W&S-3: What does the project requirement of “NOT a generating unit whose costs are being recovered through rates regulated by Illinois or other state(s)” mean?

This provision is set forth in the Illinois Power Agency (“IPA”) Act, Section 1-75(c)(1)(J), with renewable energy credits from generating units “whose costs are being recovered through rates regulated by this State or any other state or states on or after January 1, 2017” being ineligible for Illinois RPS compliance. Primarily, the IPA believes that this requirement was intended to ensure that RECs from rate-based projects approved by a state’s public utilities commission are not eligible to be used to satisfy the Illinois RPS, and thus is generally not intended to encompass off-take agreements, power purchase agreements, or the wholesale sales of energy, unless those transactions were expressly approved by the state’s public utilities commission or other relevant regulatory authority in a proceeding to set regulated utility rates.
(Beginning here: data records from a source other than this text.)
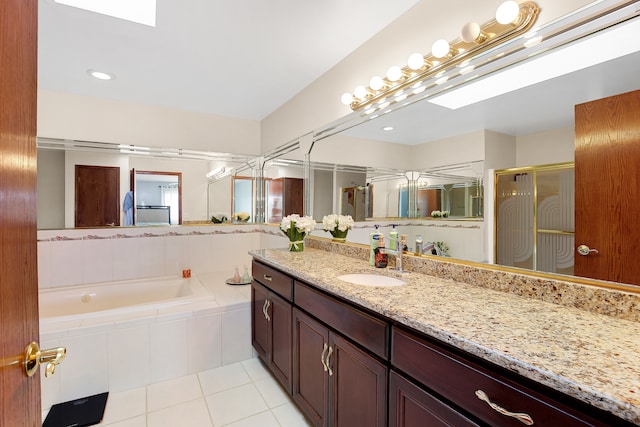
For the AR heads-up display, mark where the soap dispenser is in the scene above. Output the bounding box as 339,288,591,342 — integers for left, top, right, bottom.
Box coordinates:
374,236,388,268
369,225,382,266
389,224,398,251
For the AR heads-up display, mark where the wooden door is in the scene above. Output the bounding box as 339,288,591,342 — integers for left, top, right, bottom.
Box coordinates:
575,89,640,284
0,0,41,424
75,165,120,227
293,308,329,427
330,333,387,427
268,292,293,394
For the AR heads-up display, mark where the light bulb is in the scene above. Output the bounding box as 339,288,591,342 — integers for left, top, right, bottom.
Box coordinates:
341,92,354,105
431,39,451,58
408,53,424,70
370,76,384,90
496,1,520,25
461,22,481,43
354,85,368,99
386,66,402,82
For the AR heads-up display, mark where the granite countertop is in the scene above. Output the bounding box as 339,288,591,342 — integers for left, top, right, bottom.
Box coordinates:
251,247,640,425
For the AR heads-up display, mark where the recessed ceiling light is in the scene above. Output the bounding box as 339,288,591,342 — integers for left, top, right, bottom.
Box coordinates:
87,69,115,80
383,126,394,131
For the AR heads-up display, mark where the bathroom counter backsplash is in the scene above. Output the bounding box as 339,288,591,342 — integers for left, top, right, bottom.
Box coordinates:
306,237,640,323
250,246,640,425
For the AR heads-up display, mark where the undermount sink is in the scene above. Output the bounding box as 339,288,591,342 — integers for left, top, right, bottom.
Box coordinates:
337,273,405,287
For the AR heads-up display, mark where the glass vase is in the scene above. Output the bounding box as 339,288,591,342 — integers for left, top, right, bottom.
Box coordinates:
331,229,348,242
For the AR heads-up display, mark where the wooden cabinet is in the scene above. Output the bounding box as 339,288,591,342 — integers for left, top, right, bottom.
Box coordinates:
389,370,480,427
251,258,634,427
391,326,631,427
293,308,387,427
251,261,293,393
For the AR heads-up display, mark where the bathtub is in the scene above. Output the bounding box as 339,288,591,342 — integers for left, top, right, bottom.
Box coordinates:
39,276,213,321
39,272,254,410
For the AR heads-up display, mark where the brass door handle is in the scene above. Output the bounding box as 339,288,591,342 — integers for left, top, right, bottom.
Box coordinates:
24,342,66,378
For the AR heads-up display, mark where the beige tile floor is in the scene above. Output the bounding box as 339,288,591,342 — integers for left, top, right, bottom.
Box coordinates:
45,358,313,427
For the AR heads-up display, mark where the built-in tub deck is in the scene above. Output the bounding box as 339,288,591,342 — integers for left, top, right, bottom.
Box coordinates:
39,271,253,410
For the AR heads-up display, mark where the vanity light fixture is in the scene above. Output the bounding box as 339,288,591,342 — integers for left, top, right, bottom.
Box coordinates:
340,1,539,111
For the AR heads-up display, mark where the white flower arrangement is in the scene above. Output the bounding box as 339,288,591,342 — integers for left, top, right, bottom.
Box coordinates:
431,210,449,218
322,214,354,241
232,212,250,222
322,214,354,233
280,214,316,251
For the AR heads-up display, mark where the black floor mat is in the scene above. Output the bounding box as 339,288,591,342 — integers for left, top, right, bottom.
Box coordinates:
43,392,109,427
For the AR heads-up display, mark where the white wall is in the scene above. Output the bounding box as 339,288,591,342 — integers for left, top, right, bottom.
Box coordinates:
38,90,261,155
516,126,575,166
37,149,65,229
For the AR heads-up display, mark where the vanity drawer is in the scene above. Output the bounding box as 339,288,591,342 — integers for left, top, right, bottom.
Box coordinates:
294,281,389,359
252,260,293,301
391,327,613,427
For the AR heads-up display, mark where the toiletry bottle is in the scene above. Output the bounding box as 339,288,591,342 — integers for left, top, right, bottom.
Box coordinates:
400,234,408,253
233,267,241,283
374,236,388,268
415,234,423,255
389,225,398,251
369,225,382,266
242,266,251,283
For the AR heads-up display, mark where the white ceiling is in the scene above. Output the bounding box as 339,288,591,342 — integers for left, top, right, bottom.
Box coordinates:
38,0,640,147
38,0,420,121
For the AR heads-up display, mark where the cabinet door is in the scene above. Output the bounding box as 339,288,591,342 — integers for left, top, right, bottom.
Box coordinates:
251,281,269,360
269,291,293,394
390,370,480,427
293,308,329,427
330,333,387,427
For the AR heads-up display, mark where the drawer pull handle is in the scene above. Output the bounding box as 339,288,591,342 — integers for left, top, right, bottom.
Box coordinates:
326,345,334,376
321,343,328,372
264,299,271,321
475,390,534,426
263,274,273,282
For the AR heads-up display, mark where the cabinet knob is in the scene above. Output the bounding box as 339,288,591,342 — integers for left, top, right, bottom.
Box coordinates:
475,390,533,425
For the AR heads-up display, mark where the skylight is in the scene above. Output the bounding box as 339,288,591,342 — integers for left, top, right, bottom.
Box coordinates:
54,0,157,27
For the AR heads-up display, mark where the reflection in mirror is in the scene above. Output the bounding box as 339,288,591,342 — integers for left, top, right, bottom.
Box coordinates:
496,163,575,276
305,2,640,288
133,171,182,226
37,138,253,229
232,176,253,222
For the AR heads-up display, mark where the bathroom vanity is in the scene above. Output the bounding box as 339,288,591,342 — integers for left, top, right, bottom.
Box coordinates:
251,246,640,426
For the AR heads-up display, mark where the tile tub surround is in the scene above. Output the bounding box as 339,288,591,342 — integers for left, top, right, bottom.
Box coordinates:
39,272,253,412
251,247,640,425
37,224,288,289
306,236,640,322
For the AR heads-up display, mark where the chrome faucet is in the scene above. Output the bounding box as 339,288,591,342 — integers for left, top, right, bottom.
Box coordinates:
387,235,406,272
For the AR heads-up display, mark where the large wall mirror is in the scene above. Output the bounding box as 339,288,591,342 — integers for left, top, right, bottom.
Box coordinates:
305,1,640,288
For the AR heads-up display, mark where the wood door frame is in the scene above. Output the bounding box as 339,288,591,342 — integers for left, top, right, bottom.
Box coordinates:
0,0,41,424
However, a final interpretation of this language is not being offered through this RFP process; further detail around the determination of whether a generating unit’s “costs are being recovered through” regulated “rates” will be included in the IPA’s long-term renewable resources plan, and any final determinations about the scope of projects included in that prohibition will be subject to final determination by the Illinois Commerce Commission in its Order regarding the IPA’s proposed plan.